It's nice to get people thinking about possible connections and sharing terminol...

It's nice to get people thinking about possible connections and sharing terminology here, but I'm not sure that many of the connections which the article manages to make precise are particularly new or deep.

A neural network is just a mathematical function[1] of inputs and parameters, and of course you can build them up using higher-order functions and recursion. Libraries like theano already let you build up a function graph in this way -- see theano.scan[2], for example, which is something like a fancy fixed-point combinator.

The idea about types corresponding to representations seems like it would be hard to make precise, because at a type level everything's pretty much just R^n or perhaps some simple submanifold of R^n. "Has representation X" isn't a crisp logical concept, and in most type theories I know of types are crisp logical properties.

Even if you can accomodate fuzzy/statistical types somehow, I would tend to think of a representation as being the function that does the representing of a particular domain, rather than the range or the distribution of the outputs of that function. Two very different representations might have a similar distribution of outputs but not represent compatible concepts at all.

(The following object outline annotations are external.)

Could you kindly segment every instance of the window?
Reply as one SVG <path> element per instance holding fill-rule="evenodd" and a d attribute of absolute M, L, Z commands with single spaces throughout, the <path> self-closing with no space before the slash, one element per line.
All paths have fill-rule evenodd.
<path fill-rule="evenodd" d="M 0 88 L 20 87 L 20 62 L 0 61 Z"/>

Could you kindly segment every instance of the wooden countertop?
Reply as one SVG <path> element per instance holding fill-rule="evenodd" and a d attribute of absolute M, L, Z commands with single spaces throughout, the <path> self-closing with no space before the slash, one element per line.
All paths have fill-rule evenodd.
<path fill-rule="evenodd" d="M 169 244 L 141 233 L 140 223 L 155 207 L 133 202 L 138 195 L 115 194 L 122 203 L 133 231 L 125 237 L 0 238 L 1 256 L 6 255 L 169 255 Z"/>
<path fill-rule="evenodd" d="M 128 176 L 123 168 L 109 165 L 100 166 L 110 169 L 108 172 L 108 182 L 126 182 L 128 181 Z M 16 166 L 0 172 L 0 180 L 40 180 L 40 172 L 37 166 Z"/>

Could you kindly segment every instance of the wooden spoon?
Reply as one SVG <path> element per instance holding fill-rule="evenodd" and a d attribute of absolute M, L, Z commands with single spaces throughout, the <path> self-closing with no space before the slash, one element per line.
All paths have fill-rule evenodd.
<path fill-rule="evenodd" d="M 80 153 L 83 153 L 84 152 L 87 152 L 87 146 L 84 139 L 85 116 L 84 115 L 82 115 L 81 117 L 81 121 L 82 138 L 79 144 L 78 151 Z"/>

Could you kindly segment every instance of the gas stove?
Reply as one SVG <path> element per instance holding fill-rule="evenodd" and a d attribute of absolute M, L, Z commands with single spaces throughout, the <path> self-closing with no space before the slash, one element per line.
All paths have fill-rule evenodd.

Still there is a neat observation here that by combining two different representations downstream of the cost function you're optimising (e.g. by adding their outputs together and using that as input to another layer) you can force them in some sense to conform to the same representation, or at least to be compatible with eachother in some sense. You could probably formalise this in a way that lets you talk about equivalence classes of representation-compatible intermediate values in a network as types.

It wouldn't really typecheck stuff for you in a useful way -- if you accidentally add together two things of different types, by definition they become the same type! But I guess it would do type inference. For most networks I'm not sure if this would tell you anything you didn't already know though.

If you want to find a useful connection between deep learning and typed FP, you could start by thinking about what problem you'd want your type system to solve in the context of deep learning. What could it usefully prove, check or infer about your network architecture?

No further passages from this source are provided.